Buy yourself a Ledger, Trezor, or KeepKey Hardware wallet. You’re worth it!

Ledger
- The Nano S is 30% off through the rest of the year!
Trezor
- Save €48.00 by purchasing a 3-pack!
Keepkey
- Buy one get one free through the rest of the year!

December 13^th

Finders Keepers

Think about where you’ve put your cold storage and recovery passphrase. Whether it’s a paper or hardware wallet, it’s important to put these physical items in two, physically separate, secure locations. Maybe find a new spot around the house, open a safety deposit box, and/or invest in a fireproof document bag (<$20 on Amazon).

Example 1: Your KeepKey lives with you at your house in your super-secret hiding spot. The words you wrote down for your backup phrase live in a safety deposit box.
Example 2: Make a copy of your existing paper wallet. Keep one at your house and one in a sealed, discreet envelope at a trustworthy relative’s house with important documents like birth certificates. You don’t have to let them know it’s crypto.

This tip brought
to you by KeepKey!

December 14^th

Install an Ad Blocker

We prefer uBlock Origin and Privacy Badger over the old favorite, Adblock Plus (because the company was sold & is even less transparent than it used to be).

Brave also blocks ads by default and is getting better every day. Available for your computer & on mobile.

These help you stay safe from malicious advertisements, especially the tricky phishing websites that so often appear at the top of Google results.

December 15^th

Google Yourself!

Hackers use personal information that is freely available on the web to target you for attacks like sim-swapping, phishing, social engineering, or recovering your account via “security” questions. Google yourself and...

Remove as much personal information as possible. This includes personal information that may show up on old blogs or forums.
Go to Facebook -> Settings -> Privacy. Click “Edit” next to “Do you want search engines outside of Facebook to link to your profile?” and make sure the checkbox is not checked.
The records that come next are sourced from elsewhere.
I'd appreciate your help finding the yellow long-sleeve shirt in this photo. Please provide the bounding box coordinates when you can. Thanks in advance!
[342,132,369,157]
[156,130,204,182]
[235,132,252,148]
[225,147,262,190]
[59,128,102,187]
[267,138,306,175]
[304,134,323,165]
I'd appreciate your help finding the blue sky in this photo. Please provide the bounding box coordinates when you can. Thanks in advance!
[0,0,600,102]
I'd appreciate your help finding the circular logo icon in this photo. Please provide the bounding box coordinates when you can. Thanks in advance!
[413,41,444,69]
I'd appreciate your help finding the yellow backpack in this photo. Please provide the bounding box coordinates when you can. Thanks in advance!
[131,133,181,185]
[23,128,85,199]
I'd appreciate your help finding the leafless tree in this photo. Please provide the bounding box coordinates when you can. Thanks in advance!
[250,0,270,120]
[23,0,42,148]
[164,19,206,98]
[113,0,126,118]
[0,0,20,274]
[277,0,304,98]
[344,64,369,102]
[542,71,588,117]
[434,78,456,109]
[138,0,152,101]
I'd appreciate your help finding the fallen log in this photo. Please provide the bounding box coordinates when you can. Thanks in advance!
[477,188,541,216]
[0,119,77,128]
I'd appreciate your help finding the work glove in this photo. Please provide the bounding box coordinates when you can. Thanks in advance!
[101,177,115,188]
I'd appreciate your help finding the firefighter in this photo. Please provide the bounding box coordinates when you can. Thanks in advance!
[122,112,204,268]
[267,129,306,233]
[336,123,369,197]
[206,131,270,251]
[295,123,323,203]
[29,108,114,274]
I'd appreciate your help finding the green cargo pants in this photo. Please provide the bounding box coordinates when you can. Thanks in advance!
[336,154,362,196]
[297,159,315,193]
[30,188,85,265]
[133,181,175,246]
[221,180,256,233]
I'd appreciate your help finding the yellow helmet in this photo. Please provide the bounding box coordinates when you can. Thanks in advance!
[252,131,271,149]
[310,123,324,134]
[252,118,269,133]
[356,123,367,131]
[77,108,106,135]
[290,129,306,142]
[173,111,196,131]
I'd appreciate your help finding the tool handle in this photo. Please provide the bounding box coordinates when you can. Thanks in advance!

Once you save, it should say “No” underneath “Do you want search engines outside of Facebook to link to your profile?”

December 16^th

Remove Unsafe Recovery Options From All Your Google Accounts!

Go to https://myaccount.google.com/security

Click “2-Step Verification”
Set up a “security key” (Yubikey), “authenticator app” (Google Authenticator) and “backup codes”.
Print out the backup codes and then delete them from your computer. Do not store them in your password manager or any online device. Store them with your paper wallet or hardware wallet backup phrase.
While still on the 2-Step Verification page, scroll to the bottom under “Devices that do not need a second step.” Click “Revoke all”.
Return to https://myaccount.google.com/security
Do not turn on “Recovery email.” If there is a recovery email there, remove it by editing it, clearing all the text from the field, and saving it empty. This will effectively “remove” it.
Do not turn on “Recovery phone.” If there is a recovery phone number there, remove it by editing it, clearing all the text from the field, and saving it empty. This will effectively “remove” it.
Under “Recently used devices” remove anything that isn’t your primary phone and computer.
Review “Apps with access to your account.” Remove anything you aren’t actively using.